In the 1970s, razors apparently didn’t exist. Anyone who’s seen ‘Emmanuelle’… (OK, bad example given that actress Sylvia Krystal was Dutch in a French film and therefore revelling in hair). Anyone who’s seen the ‘Confessions of’ films, or a Mayfair magazine from the era would know that women never shaved – or certainly not to the extent that they looked like they had.

And I can attest that was equally true in the 80s and into the 90s.

Now, 20 years later, women are being both pushed and encouraged to bare all in a complete u-turn. It’s a matter of centimetres as to whether a woman has a Brazilian, a Playboy, a European and even a Hitler. No doubt Der Fuhrer would be very proud that his legacy didn’t completely run to world devastation.

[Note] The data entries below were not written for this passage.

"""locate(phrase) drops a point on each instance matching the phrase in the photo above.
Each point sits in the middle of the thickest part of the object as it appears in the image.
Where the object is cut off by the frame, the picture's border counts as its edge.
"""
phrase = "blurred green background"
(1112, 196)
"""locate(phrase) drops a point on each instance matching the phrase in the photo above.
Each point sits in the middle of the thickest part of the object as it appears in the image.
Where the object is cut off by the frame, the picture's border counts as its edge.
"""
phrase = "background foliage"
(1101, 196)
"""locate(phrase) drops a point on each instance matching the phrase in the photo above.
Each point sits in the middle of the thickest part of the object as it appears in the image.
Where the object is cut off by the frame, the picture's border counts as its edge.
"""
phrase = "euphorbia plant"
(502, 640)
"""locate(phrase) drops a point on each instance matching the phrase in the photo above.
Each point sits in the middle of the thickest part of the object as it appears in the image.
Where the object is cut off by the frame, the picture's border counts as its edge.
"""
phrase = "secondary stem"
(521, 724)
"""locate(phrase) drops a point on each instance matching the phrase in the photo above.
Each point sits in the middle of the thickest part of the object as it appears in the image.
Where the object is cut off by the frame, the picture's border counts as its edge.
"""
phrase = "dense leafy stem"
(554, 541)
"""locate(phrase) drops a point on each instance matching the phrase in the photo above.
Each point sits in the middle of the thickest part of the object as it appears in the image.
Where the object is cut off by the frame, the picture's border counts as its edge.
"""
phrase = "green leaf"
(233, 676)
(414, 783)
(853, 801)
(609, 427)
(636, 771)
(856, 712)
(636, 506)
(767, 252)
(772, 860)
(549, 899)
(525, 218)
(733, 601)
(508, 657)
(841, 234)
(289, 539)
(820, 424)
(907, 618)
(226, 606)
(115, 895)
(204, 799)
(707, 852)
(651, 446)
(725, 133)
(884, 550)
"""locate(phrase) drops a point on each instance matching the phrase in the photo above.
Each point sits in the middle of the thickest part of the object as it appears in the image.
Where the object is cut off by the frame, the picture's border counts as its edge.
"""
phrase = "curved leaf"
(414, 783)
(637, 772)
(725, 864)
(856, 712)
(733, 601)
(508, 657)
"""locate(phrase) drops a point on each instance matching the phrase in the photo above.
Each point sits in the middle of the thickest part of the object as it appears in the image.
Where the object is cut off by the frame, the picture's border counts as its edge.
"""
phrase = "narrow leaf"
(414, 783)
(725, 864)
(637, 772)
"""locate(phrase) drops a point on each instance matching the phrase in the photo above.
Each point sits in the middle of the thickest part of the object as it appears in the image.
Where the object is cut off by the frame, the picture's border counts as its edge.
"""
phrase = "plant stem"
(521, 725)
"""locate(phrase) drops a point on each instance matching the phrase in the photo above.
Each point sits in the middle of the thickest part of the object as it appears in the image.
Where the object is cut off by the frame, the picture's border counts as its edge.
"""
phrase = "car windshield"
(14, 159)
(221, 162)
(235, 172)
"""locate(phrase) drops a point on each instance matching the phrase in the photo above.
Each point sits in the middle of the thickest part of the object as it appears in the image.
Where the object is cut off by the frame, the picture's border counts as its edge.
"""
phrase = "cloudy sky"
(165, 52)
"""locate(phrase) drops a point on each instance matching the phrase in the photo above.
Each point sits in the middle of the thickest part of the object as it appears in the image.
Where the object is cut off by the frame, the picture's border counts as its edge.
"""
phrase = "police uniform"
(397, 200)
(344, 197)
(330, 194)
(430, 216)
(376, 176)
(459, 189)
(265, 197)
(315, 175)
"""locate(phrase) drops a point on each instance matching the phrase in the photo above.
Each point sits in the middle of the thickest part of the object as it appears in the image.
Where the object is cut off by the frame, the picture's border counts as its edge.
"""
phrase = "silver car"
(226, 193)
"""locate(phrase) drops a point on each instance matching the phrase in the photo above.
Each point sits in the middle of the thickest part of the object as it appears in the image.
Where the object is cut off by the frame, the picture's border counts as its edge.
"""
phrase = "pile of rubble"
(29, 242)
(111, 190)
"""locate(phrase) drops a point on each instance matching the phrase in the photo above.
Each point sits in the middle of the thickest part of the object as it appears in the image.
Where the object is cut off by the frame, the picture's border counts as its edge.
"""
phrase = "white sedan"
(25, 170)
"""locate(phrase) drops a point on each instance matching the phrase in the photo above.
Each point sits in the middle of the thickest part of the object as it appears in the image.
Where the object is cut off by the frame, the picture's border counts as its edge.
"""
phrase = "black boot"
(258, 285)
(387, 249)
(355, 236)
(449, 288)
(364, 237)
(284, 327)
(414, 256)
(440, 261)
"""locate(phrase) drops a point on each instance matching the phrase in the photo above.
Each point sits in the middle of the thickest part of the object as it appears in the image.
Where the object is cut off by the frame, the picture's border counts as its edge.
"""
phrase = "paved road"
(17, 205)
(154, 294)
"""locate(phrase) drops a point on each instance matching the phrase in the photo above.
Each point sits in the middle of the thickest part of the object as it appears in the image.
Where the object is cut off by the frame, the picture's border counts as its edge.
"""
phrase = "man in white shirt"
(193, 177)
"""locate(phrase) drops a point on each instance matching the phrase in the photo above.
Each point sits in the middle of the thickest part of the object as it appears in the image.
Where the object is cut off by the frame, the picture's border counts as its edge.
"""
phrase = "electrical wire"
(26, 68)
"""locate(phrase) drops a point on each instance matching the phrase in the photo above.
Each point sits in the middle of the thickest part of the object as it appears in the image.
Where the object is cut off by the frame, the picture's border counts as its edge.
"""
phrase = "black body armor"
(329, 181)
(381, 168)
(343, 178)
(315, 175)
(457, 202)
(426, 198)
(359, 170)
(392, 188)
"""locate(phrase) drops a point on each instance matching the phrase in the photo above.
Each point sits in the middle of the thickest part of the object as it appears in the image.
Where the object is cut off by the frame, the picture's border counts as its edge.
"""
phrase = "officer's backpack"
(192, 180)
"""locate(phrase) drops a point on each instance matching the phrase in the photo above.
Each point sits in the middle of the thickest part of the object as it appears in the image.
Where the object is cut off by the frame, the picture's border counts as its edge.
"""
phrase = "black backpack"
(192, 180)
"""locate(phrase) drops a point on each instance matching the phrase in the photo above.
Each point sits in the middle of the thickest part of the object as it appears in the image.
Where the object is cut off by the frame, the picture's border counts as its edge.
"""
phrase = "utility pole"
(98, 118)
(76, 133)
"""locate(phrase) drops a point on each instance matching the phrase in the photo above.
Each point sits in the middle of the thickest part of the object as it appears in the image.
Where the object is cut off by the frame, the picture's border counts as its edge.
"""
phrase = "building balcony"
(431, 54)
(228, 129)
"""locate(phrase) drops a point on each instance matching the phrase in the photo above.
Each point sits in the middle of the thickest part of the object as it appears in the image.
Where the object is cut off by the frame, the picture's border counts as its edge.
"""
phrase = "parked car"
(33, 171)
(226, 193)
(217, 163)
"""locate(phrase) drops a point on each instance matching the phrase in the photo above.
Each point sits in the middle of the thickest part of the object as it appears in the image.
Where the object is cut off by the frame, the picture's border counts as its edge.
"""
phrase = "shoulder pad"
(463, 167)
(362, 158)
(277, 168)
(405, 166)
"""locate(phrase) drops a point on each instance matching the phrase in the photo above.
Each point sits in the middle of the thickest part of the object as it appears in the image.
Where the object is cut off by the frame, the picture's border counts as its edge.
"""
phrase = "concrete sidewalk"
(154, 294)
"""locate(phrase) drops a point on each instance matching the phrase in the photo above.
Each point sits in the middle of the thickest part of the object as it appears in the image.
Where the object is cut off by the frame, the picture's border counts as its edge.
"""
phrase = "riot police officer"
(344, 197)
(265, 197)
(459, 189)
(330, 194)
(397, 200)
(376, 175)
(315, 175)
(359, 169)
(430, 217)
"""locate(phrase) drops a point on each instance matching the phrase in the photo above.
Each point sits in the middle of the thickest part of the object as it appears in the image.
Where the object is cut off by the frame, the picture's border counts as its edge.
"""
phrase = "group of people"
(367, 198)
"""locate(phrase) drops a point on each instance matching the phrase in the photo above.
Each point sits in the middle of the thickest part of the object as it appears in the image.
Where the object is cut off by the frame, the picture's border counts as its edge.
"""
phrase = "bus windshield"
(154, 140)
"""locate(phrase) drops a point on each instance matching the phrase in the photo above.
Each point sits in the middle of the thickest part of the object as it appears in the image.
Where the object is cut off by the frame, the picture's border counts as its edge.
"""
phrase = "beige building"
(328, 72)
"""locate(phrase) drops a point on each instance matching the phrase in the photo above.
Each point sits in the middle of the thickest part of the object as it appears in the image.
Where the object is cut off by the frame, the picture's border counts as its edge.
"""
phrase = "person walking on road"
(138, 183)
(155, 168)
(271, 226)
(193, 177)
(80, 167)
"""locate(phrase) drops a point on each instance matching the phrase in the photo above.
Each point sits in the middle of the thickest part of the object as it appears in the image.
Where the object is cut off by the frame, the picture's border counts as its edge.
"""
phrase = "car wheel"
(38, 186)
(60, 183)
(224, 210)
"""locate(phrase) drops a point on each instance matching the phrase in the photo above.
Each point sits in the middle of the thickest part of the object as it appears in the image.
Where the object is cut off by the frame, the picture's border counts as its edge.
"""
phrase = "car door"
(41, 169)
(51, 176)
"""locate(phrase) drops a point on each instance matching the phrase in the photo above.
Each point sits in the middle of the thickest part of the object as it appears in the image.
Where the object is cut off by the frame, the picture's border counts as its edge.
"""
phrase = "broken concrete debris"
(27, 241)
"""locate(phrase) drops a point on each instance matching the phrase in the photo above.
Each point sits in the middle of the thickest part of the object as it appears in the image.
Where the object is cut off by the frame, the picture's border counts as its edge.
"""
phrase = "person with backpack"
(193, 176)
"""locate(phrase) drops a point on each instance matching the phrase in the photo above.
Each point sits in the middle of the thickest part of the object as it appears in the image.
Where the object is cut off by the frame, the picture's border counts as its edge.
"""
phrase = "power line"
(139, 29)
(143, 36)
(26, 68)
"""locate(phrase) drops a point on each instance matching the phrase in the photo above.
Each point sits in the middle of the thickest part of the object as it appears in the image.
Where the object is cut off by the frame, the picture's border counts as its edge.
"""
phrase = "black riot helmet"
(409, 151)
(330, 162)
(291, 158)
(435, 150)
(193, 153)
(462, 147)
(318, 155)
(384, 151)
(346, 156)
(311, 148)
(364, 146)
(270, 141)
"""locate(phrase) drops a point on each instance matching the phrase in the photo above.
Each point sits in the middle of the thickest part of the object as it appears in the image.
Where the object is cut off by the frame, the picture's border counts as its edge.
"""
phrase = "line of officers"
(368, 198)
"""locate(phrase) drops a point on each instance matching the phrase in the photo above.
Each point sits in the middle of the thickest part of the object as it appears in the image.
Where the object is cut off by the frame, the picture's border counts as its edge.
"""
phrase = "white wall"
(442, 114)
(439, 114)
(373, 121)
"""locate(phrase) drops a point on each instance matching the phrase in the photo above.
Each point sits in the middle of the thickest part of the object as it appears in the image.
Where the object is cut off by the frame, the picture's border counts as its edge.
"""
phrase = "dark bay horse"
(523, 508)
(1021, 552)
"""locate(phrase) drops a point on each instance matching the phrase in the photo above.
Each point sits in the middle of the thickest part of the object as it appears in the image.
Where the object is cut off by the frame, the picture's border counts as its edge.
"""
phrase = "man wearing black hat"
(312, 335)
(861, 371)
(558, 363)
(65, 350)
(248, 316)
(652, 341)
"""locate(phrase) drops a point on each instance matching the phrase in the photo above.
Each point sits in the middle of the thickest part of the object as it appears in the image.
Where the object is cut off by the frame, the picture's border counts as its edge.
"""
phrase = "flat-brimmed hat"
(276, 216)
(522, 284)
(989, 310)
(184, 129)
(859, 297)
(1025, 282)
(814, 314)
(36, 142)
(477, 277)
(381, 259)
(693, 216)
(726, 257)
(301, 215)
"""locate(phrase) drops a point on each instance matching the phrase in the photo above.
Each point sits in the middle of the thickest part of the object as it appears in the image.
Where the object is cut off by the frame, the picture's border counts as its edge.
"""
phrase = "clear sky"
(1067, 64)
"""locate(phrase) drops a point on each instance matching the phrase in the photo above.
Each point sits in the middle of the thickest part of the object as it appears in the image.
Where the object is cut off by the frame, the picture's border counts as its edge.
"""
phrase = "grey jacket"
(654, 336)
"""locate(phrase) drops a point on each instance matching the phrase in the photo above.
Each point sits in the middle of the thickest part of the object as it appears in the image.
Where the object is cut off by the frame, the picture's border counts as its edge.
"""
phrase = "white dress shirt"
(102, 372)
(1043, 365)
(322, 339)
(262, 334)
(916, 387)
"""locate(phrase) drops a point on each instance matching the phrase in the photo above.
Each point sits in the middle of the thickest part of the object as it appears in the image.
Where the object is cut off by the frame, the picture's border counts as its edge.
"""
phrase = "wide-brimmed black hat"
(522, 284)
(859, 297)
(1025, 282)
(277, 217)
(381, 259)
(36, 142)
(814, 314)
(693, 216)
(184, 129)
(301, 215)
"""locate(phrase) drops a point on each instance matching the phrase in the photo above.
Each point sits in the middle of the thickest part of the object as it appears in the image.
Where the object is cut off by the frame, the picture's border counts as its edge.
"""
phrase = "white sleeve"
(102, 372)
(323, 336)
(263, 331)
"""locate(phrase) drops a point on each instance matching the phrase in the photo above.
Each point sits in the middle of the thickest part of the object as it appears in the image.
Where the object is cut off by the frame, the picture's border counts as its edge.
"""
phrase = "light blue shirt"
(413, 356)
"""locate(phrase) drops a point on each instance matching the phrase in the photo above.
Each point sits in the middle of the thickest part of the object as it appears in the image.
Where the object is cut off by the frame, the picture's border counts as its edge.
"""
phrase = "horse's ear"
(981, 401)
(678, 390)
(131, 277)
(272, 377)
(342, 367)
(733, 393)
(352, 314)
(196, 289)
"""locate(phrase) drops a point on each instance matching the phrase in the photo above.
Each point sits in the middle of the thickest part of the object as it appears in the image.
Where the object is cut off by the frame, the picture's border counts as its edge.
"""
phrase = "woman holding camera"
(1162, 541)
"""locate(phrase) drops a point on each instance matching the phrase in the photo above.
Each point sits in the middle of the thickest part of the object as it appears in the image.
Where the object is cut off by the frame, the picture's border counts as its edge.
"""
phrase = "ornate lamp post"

And now, men too are getting in on the act. Yep, brothers are doing it for themselves.

It’s odd. As a guy, I can reveal that we spend our puberty years praying we won’t be the last to grow pubic hair. Anything not to resemble a little boy in High School and so successfully stave off years of abuse. And now some guys are shaving it off?

These have to be men who obviously never play sport or appear in any environment where they have to undress in front of other men. Even when all grown up, the ridicule would be unbearable – no pun intended.

Men who shave their chest hair are in a tiny minority and really, really need to have that model physique before revealing their quivering man boobs shorn and shivering. I also know, in the straight world, a ‘back, sack and crack’ wax never set the male imagination alight.

Perhaps in the more body conscious male gay scene, a smooth operator is more desirable, but now that ‘bear’ has taken on a whole new meaning, I doubt it even more.

I don’t know. Do ladies prefer their men bare down there? Or are some men so blinkered that it produces an optical illusion of a few extra inches. If so, chances are that they’ll be found out if they ever find a woman who wants to sleep with a plucked chicken.

The money shot is that men don’t shave to please their woman and it’s all about a misplaced vanity. Equally ladies, shave and shape if that’s what makes you comfortable, but don’t do it just to please your man, or because you think it’s what every man expects or wants. You’ll be wrong.

We love you the way nature intended too and if a man isn’t prepared to accept you that way, he’s a clearly an immature boy – still desperately waiting for his hair to sprout.